Upon our arrival, there was the obvious crowd of hopeful walkers huddled on either side of the working street, waiting for their moment to reenact "the picture."

It. Was. Hilarious.

To fully appreciate our experience, it should be noted that Abbey Road is a fully functioning thoroughfare. It doesn't hold UNESCO status, and its primary purpose is to carry humans in fast-moving motor vehicles away from Regent's Park on up to the B510. However, since September 26th, 1969 – the release date of the Beatles album bearing the name and image of this particular road – the humans driving these motor vehicles have the added challenge of not killing the hoards of Beatles fans attempting to traverse the stop-lightless crosswalk. As a previous resident of New York City, it makes me thankful that the Beatles never photographed any album covers on the Uptown 4, 5, 6 subway line. Rush hour would've been murder – both literally and figuratively.

We quickly plopped down on a bench at the corner and watched the walkers' attempts as cars whizzed by and honked at the traffic makers. It soon became apparent that there was a certain art to patiently waiting for a pause in vehicular traffic while being quick and nervy enough to beat out the other walkers waiting their turn to become instafamous. There were too many fans to recount every single one, yet there were a few that left a lasting impression.

Upon our arrival, there was the obvious crowd of hopeful walkers huddled on either side of the working street, waiting for their moment to reenact "the picture".

There was a gentleman in what seemed to be his late 20s dressed in a green cardigan and dark sunglasses, who made several attempts in the twenty minutes we were there. He took it very seriously and patiently awaited his turn to make his way across the road. Each time he placed himself at a different point in the road as his friend snapped a shot from the center of the thoroughfare. I believe he's going to photoshop himself into all four spaces later on, thus creating a cardigan clad, sunglass bespeckled fab four. We rooted for him.

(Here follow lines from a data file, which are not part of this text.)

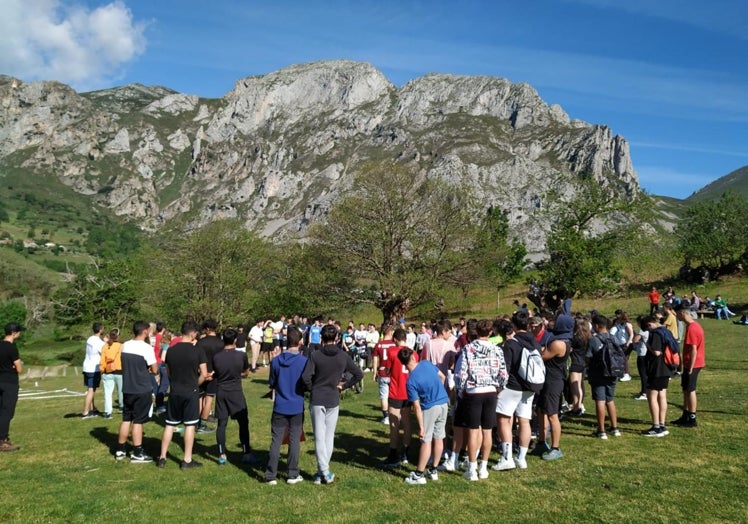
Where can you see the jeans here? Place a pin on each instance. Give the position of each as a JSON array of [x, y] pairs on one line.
[[324, 421], [279, 425], [110, 380]]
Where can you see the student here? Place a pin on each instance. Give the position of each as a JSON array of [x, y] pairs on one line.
[[288, 408], [603, 388], [91, 371], [10, 367], [426, 392], [187, 370], [693, 362], [138, 364], [321, 376], [230, 366]]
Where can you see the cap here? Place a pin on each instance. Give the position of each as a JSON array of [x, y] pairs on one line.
[[13, 327]]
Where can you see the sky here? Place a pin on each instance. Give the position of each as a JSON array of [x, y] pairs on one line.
[[671, 76]]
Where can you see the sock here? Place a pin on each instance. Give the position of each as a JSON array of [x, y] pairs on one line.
[[506, 450]]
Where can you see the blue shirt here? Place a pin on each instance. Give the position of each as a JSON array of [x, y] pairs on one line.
[[425, 386]]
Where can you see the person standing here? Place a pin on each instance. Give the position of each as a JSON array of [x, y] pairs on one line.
[[91, 371], [321, 376], [111, 371], [138, 364], [288, 408], [10, 367], [693, 362], [187, 369]]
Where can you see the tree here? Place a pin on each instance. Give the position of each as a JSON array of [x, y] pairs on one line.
[[714, 233], [400, 235]]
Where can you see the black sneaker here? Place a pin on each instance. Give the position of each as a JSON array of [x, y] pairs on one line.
[[190, 465]]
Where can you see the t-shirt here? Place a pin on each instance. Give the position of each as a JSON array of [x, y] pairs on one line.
[[398, 374], [137, 356], [210, 345], [184, 361], [694, 337], [424, 385], [8, 355], [93, 354], [229, 365], [380, 351]]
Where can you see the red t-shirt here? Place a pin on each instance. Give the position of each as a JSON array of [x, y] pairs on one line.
[[380, 350], [398, 374], [694, 337]]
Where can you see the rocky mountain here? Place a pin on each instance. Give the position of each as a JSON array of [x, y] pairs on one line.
[[278, 149]]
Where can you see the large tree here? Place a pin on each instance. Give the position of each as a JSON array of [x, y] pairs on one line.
[[401, 235]]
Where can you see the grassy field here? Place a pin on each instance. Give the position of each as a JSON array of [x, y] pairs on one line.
[[65, 472]]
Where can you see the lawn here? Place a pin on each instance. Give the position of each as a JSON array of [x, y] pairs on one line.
[[65, 472]]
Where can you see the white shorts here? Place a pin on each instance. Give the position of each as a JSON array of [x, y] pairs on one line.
[[513, 402]]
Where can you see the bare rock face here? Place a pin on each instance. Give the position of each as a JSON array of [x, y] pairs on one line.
[[279, 149]]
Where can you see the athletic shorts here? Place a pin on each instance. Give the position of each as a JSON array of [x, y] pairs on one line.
[[478, 410], [183, 409], [512, 402], [657, 383], [398, 404], [549, 400], [137, 408], [688, 380], [603, 390], [92, 380], [435, 423], [384, 387]]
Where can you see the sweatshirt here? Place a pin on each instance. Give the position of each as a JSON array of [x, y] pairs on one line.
[[323, 373], [285, 379]]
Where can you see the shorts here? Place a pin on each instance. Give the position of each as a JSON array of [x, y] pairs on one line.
[[137, 407], [183, 409], [549, 400], [657, 383], [688, 380], [478, 410], [512, 402], [435, 423], [384, 387], [92, 380], [398, 404], [603, 390]]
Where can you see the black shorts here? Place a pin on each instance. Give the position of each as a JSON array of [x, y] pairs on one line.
[[398, 404], [137, 408], [478, 411], [549, 400], [657, 383], [688, 380], [183, 409]]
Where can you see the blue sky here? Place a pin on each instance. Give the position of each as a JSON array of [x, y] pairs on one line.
[[669, 75]]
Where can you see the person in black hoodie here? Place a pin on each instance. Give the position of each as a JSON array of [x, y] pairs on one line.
[[321, 376]]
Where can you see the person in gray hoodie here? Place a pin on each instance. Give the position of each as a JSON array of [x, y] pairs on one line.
[[322, 376], [288, 409]]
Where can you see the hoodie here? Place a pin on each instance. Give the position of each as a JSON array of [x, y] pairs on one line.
[[285, 379], [324, 371], [482, 369]]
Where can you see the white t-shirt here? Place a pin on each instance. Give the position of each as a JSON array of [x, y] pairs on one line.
[[91, 363]]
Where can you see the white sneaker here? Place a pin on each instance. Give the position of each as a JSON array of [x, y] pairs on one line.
[[504, 464], [471, 475]]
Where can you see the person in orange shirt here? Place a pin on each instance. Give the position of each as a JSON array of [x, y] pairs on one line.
[[654, 300]]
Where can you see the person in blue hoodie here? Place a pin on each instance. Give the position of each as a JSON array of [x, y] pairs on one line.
[[288, 409]]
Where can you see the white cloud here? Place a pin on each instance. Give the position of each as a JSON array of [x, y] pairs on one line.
[[67, 41]]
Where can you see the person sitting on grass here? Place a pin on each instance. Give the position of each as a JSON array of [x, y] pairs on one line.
[[431, 405]]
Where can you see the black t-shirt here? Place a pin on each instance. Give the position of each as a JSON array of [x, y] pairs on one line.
[[229, 365], [8, 355], [210, 345], [184, 362]]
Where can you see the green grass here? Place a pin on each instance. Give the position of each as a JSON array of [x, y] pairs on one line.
[[65, 473]]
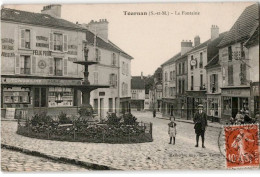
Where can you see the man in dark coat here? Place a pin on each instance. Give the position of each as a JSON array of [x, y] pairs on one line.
[[200, 120]]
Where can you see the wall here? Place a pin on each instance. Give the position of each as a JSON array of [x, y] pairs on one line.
[[42, 54]]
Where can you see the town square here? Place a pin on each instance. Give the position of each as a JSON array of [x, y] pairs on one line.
[[116, 91]]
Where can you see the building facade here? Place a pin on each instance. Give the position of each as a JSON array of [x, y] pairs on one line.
[[236, 64]]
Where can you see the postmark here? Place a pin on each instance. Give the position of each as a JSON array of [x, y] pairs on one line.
[[241, 145]]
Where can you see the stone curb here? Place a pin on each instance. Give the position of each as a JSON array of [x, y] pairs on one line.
[[179, 120], [76, 162]]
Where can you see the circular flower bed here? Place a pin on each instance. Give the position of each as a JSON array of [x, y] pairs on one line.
[[115, 130]]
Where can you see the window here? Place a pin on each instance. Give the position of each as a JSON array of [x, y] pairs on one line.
[[25, 64], [191, 83], [242, 74], [229, 53], [113, 59], [58, 42], [165, 76], [201, 60], [95, 77], [230, 75], [191, 67], [110, 104], [57, 66], [213, 83], [113, 80], [97, 55], [95, 109], [227, 105], [201, 82]]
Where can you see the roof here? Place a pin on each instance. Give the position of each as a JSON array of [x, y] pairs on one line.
[[171, 60], [214, 62], [49, 21], [137, 82], [242, 28], [36, 19]]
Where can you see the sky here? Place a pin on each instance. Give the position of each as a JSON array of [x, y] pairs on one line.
[[152, 40]]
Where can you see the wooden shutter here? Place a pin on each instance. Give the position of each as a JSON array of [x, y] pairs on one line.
[[51, 66], [17, 64], [51, 46], [65, 42], [216, 82], [22, 38], [65, 67], [33, 63]]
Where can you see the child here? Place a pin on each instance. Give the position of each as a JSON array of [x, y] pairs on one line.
[[172, 130]]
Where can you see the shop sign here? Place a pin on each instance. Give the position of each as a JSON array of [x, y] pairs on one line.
[[236, 92], [7, 47], [42, 64], [23, 81], [41, 52]]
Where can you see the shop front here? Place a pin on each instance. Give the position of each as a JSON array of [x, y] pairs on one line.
[[35, 94], [234, 99], [194, 98], [214, 107]]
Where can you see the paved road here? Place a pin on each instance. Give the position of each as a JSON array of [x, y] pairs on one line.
[[12, 161], [144, 156]]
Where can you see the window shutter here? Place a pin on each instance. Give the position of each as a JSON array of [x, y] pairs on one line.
[[216, 82], [33, 64], [22, 38], [17, 64], [51, 66], [65, 66], [51, 46], [65, 42]]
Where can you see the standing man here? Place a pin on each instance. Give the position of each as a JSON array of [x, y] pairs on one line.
[[200, 120]]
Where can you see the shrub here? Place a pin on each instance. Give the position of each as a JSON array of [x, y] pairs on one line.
[[112, 119], [63, 119], [129, 119]]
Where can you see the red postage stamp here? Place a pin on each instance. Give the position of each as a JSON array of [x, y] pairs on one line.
[[241, 146]]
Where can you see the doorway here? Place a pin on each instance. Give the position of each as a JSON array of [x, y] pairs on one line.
[[40, 97]]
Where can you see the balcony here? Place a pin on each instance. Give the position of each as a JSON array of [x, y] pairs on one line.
[[58, 72], [25, 71]]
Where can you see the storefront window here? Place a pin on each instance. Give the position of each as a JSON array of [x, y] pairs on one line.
[[227, 105], [59, 96]]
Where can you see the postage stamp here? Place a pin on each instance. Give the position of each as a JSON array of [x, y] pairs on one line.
[[241, 143]]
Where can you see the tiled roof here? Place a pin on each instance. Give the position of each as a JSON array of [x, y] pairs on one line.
[[243, 26], [174, 58], [35, 19], [49, 21], [137, 82], [214, 62]]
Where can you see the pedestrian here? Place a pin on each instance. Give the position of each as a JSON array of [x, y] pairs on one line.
[[172, 130], [200, 120]]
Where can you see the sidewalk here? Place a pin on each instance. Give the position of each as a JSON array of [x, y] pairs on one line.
[[178, 119]]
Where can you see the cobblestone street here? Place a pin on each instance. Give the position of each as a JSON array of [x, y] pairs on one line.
[[12, 161], [145, 156]]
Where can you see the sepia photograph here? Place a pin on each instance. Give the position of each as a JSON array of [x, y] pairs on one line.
[[159, 86]]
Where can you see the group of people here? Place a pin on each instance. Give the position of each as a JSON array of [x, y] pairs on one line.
[[200, 126], [242, 117]]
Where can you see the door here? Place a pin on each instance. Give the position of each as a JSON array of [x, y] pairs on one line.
[[101, 108], [234, 106], [40, 97]]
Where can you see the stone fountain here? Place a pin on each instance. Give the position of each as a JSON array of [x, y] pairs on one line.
[[86, 110]]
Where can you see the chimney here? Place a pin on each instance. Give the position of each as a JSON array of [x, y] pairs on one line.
[[196, 41], [185, 46], [99, 27], [214, 32], [53, 10]]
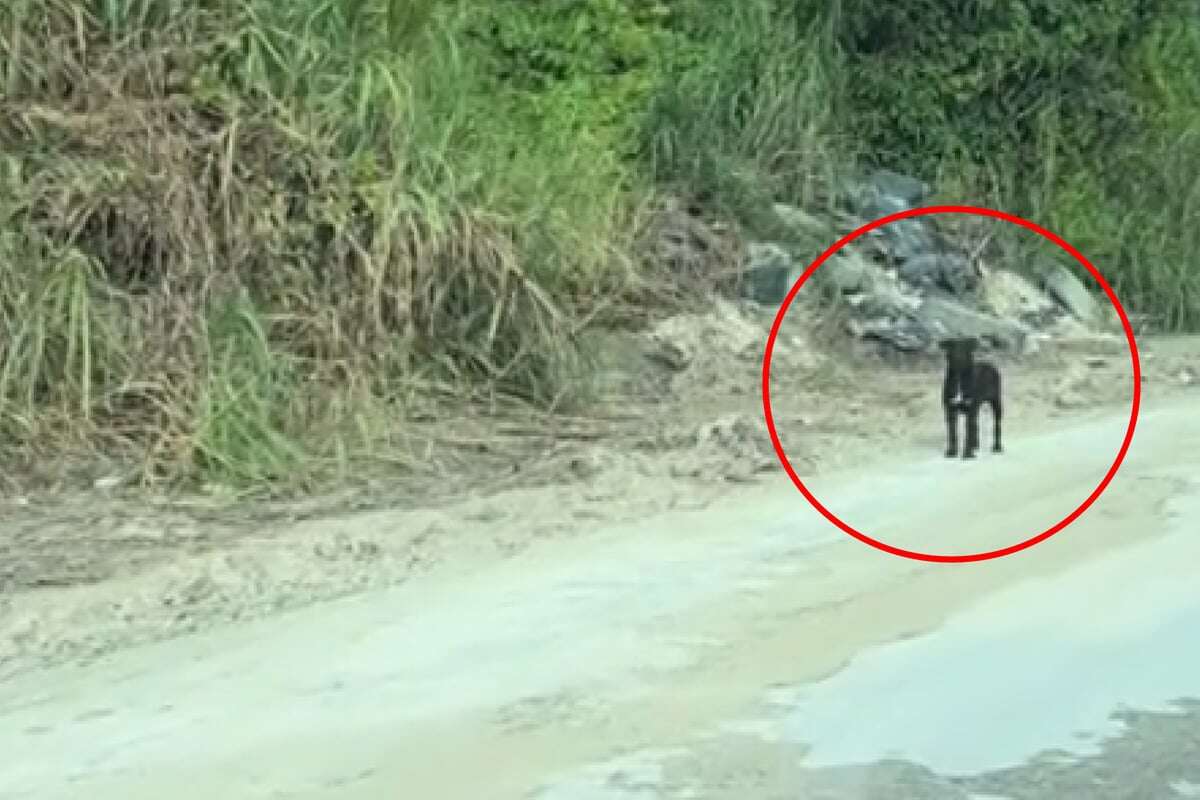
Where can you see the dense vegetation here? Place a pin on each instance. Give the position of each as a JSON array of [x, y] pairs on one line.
[[240, 239]]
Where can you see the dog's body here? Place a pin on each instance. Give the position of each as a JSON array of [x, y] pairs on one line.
[[967, 385]]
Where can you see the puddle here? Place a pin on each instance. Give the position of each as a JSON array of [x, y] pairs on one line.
[[1039, 667]]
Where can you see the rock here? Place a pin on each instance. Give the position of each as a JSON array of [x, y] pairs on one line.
[[887, 298], [911, 191], [1061, 284], [769, 274], [802, 221], [945, 317], [847, 271], [1011, 296], [948, 271]]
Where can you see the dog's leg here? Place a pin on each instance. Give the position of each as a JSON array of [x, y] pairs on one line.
[[996, 414], [952, 429], [972, 444]]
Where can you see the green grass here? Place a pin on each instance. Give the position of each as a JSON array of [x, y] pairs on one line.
[[241, 241]]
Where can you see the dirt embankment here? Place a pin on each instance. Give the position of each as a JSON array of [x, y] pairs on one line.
[[87, 572]]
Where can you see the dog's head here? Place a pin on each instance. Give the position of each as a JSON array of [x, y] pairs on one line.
[[959, 352]]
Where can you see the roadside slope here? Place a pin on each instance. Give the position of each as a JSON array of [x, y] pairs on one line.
[[483, 685]]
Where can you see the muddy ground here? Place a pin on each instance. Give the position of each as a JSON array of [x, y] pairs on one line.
[[88, 571]]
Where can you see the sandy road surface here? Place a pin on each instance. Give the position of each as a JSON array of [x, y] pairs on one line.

Another hopeful was a teenage girl with long blond hair, bell-bottom jeans, and a beret that read "solidarity." To which group or demographic, she ostensibly felt solidarity for, escaped us. She was rather sloppy in her execution. Constantly stepping on other people's turns and timing her walk-in tandem with the arrival of taxi cabs. It also seemed doubtful that she had ever listened to Abbey Road. She was the enemy. (If you're out there "solidarity" girl, I'm sorry you had to find out like this.)

But the hero of this story was a young woman (pictured in the heading of this article) with her boyfriend/husband who wore matching green tennis shoes. Matching green tennis shoes! She came bearing a tripod and trigger shutter for her little white smartphone. She methodically assembled her equipment, practiced a few different angles, and eventually settled on the optimal pose and position. With a quiet temerity, she strode through the crowd of barefoot Beatle fans and took her place in Abbey Road history. She came. She saw. And she conquered. She even helped "solidarity" girl take a superior photo upon request. Green tennis shoe girl can do it all.

As we got up from the bench and walked across the zebra crossing ourselves (with little pomp or circumstance), it occurred to me that this free entertainment in the form of people watching had been some of the most fun we had all trip. And to think I had almost eschewed this gem for fear of its ordinariness. It made me think of that Lao-Tzu quotation from the Tao Te Ching. The one about travel and arriving. It's should look it up.

So Abbey Road was a surprise.

London was lovely. Parliament was impressive. The Palace was pleasant. But Abbey Road...was fab.